Łąka is a village in the administrative district of Gmina Pszczyna, within Pszczyna County, Silesian Voivodeship, in southern Poland.

==History==
In the Middle Ages, the area was part of the territory of the Vistulans tribe, one of the Polish tribes. It became part of the emerging Polish state in the 10th century. As a result of the fragmentation of Poland, it was part of the Polish Seniorate Province and Duchy of Racibórz. The village was first mentioned in the 14th century.

Afterwards, the village passed under Bohemian (Czech) suzerainty, and in the 15th century, it became part of the newly formed Duchy of Pszczyna.
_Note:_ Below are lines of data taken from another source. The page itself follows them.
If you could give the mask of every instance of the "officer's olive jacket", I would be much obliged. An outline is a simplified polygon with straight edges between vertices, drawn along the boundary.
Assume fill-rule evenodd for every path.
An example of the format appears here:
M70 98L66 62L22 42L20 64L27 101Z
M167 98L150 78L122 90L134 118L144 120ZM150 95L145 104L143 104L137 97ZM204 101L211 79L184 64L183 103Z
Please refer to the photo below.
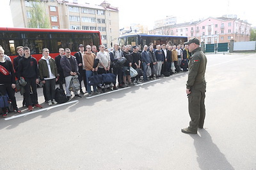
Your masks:
M195 49L192 53L188 64L189 74L186 84L188 89L196 85L205 83L205 74L207 59L200 47Z

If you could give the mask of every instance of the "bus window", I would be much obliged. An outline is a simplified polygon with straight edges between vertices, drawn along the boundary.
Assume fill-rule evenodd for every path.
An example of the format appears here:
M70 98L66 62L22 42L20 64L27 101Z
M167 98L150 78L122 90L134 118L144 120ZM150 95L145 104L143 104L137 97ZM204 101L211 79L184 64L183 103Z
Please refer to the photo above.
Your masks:
M16 53L15 46L14 46L14 40L9 41L10 54L15 55Z
M51 32L50 38L71 38L71 33L61 33L61 32Z
M36 38L36 39L47 39L47 38L48 38L47 33L42 33L42 32L27 33L27 32L24 32L24 35L25 36L25 38Z
M58 53L60 48L68 48L71 50L72 48L70 46L70 39L51 39L50 43L51 45L51 49L50 50L51 53Z
M122 45L125 45L125 38L119 38L119 45L122 46Z

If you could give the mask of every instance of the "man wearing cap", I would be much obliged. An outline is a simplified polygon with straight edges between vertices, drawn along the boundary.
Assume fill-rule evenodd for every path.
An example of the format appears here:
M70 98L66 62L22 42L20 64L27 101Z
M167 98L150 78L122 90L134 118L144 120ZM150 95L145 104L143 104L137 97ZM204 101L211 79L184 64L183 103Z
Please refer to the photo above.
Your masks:
M205 79L207 60L199 47L200 41L196 38L190 39L184 45L193 55L189 62L189 74L186 84L188 97L188 110L191 121L189 126L181 129L184 133L196 134L197 129L203 129L205 117L204 99L206 82Z
M83 45L79 45L78 46L78 49L79 50L79 52L76 53L74 55L76 57L76 60L77 61L77 64L78 64L78 72L79 72L79 74L78 75L78 79L79 80L79 83L80 83L80 94L84 94L84 92L83 92L82 90L82 81L84 80L84 85L86 90L87 91L87 81L86 81L86 78L85 75L85 71L83 70L83 68L84 68L84 59L83 59L83 55L84 54L84 48Z

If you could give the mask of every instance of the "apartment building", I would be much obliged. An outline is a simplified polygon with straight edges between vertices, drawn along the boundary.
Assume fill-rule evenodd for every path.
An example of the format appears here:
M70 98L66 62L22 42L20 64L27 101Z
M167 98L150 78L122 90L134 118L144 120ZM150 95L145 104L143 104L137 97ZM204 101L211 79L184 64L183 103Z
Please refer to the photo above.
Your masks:
M159 27L150 34L196 37L207 44L250 41L250 24L236 15L225 16Z
M99 30L107 48L117 43L119 36L118 9L107 1L99 5L78 4L77 0L11 0L15 27L29 27L33 4L42 3L52 29Z

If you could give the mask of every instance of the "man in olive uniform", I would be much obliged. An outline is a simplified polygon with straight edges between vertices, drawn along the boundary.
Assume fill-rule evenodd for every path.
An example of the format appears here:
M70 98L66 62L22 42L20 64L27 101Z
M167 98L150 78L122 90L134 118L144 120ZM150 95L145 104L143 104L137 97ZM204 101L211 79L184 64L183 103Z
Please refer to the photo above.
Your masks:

During the political upheaval caused by Matthias Corvinus the duchy was overtaken in 1480 by Casimir II, Duke of Cieszyn from the Piast dynasty, who sold it in 1517 to the Hungarian magnates of the Thurzó family, forming the Pless state country. In the accompanying sales document issued on 21 February 1517 the village was mentioned as Luka. Along with the Kingdom of Bohemia in 1526, it became part of the Habsburg monarchy. In the War of the Austrian Succession most of Silesia was conquered by the Kingdom of Prussia, including the village, and in 1871 it became part of the German Empire. After World War I, Poland regained independence, and following the subsequent Polish Silesian Uprisings against Germany, the village was reintegrated with the reborn Polish state.

==Transport==
The Voivodeship road 939 runs through the village and National road 1 runs nearby, east of the village.

==Sports==
The local football team is LKS Łąka. It competes in the lower leagues.